Princeton University Athletics
Bar Exam
November 21, 2001 | Men's Track and Field
Nov. 21, 2001
Tora Harris wakes up in the morning and can see his high jump approach. He sees the jump, he sees the landing, he sees the celebration afterwards.
Harris can see it all unfold before 9 a.m. Visualization is a tool that Harris uses in track and in life.
"I find that visualizing my competitions helps me relax," says Harris. "When I get to a meet, all that is left is following the script. You can do anything if you set you mind to it and if I can see myself doing it, I know that I will."
Harris saw himself earning international respect over the summer when he earned bronze at the World University Games in Beijing, China. He established himself as a true contender in the high jump with a leap of 7' 5" to become one of six Americans to medal at the Games. Not bad for a former college punter.
Before he became a punter, Harris was a multi-sport star at St. Atlanta High School in College Park, Ga., where he played football, basketball, baseball, soccer and ran track. His father was the football coach and although Harris excelled at each sport, it was football that his father believed would help pay for college. "My father felt that I could get a scholarship through football so he found a position that I was really good at," says Harris. "I became a punter and I really enjoyed it. I even went to punting camps."
Harris was good enough to be recruited by Division I football teams. Vanderbilt offered him a scholarship, but he had his heart set on Princeton. He sent the Princeton coaching staff his highlight tape and waited for a response.
"When I was making my football videotape, my dad told me to add some high jump footage to the end," says Harris. "I didn't want to, but I did."
Princeton track coach Fred Samara saw the tape and gave Harris a call. That year, Harris would jump 7' 0" in a high school meet, and he made the commitment to Princeton.
On the first day of football practice his freshman year, Harris twisted the ankle on his punting foot while kicking.
"My punts were pretty good, but my ankle was very swollen," says Harris. "I continued kicking, but it just hurt too bad."
The coaches saw his speed and made Harris an outside linebacker. By the time the season came around, Harris was on special teams and on the travel squad.

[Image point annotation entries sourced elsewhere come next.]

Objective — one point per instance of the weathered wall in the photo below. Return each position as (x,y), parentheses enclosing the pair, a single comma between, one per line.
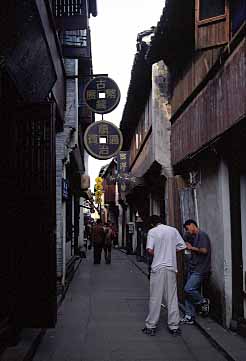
(161,126)
(214,218)
(64,141)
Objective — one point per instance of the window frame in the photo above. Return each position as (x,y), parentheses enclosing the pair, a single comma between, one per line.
(211,19)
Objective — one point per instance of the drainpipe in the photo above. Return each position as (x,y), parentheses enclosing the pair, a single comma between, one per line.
(193,185)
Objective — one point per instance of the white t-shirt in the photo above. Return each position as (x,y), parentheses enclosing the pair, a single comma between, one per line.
(165,241)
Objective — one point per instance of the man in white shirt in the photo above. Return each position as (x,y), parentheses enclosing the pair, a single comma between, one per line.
(163,242)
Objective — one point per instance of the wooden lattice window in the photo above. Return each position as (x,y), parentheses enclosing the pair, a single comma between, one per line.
(211,8)
(212,23)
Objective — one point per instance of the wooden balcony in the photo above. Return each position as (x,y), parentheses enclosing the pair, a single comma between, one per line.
(214,108)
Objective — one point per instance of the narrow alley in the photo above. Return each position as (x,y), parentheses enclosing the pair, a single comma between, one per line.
(102,315)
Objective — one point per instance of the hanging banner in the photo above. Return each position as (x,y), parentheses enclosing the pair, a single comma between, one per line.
(123,169)
(123,163)
(101,94)
(103,140)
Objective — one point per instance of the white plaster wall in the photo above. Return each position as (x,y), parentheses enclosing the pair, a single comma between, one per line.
(214,218)
(243,223)
(161,126)
(64,141)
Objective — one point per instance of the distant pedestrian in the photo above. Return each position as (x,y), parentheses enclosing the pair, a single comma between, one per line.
(98,239)
(198,271)
(162,243)
(108,242)
(114,235)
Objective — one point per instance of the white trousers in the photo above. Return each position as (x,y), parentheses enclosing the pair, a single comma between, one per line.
(163,284)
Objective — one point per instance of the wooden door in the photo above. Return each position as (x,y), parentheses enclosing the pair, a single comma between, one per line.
(32,215)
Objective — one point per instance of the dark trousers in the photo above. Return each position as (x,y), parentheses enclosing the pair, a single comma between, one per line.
(97,253)
(107,253)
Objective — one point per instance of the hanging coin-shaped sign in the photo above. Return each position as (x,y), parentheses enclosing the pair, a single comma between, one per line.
(103,140)
(101,94)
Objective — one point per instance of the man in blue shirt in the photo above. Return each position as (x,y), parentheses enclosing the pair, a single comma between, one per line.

Football season ended and Harris shifted gears to track and field.
"I played football and ran track in high school, so I figured I could do the same here," says Harris. "I felt that high jumping was very similar to punting, and within three weeks of practice I was jumping 7' 0"."
As a freshman, Harris became an All-America high jumper. He won both the indoor and outdoor Heptagonal championships, earning first-team All-Ivy honors in the process. He also set a freshman record with his 7' 3" at the outdoor IC4A championships. He decided to leave football prior to his sophomore year. He adapted well and qualified for the NCAA championships by matching his 7'3" at the indoor H-Y-P meet. He was honored as an outdoor All-America high jumper for the second straight year, breaking a 10-year-old school record with at fifth-place jump of 7' 4.25" at the outdoor NCAA championships.
Learning to balance class with sport would seem like a walk in the park after Harris' father passed away that summer. He took time off from Princeton and spent a year taking classes at Texas A&M. While there, Harris was just another student, not an athlete. He would, however, sneak onto the track and train for the Olympics almost every day.
He paid to enter the Texas A&M Invitational as an unattached athlete and qualified for the Olympic Trials. He cleared the opening height of 7' 3" and advanced to the finals. He fell short of making the Olympic team, but came away with great confidence.
"I look at my success and I know that I am not a super athlete," says Harris. "A lot of the guys on the international level can jump as high or higher."
Harris returned to Princeton looking for big wins his junior year, but a sore foot hampered his training. After the foot pain continued, a CT scan revealed a stress fracture. Harris was given a non-weight bearing boot to wear for six weeks. The doctors took a second look and the foot did not heal at all. Harris then underwent surgery in November where bone was grafted from the heal and two screws were placed in his foot. He would be in a cast for another six weeks and then he wore another boot for four weeks. To ensure the foot was healed, Harris was forbidden to run for an additional four weeks, and that left him no time to prepare for competition.
Instead of scrapping the indoor season, he decided to give jumping a try at the Princeton Invitational one week before the Heptagonal championships. He only jumped from the short approach (five steps) and cleared 7' 0". He then went to Boston for the indoor Heps and tied the meet record with a jump of 7' 3.25" using an approach he hadn't used all year.
"I wasn't training because of the injury, but I felt I could do it," says Harris. "Once you've done something and achieved success in it, you know what you need to do. I was either going to make that jump or not."
He earned All-America status with a fourth-place finish at the outdoor NCAA championships last season, and all three jumpers who placed ahead of Harris graduated.
Whether or not Harris becomes an NCAA champion this season is yet to be seen. His will leave Princeton with a high jump record, several Heptagonal championships and a degree in engineering.
"To me he is the epitome of a Princeton student," says Samara. "He has competed at the highest level of international athletics and in an extremely tough event he is world ranked. Above that, he will receive an exceptional degree in from Princeton."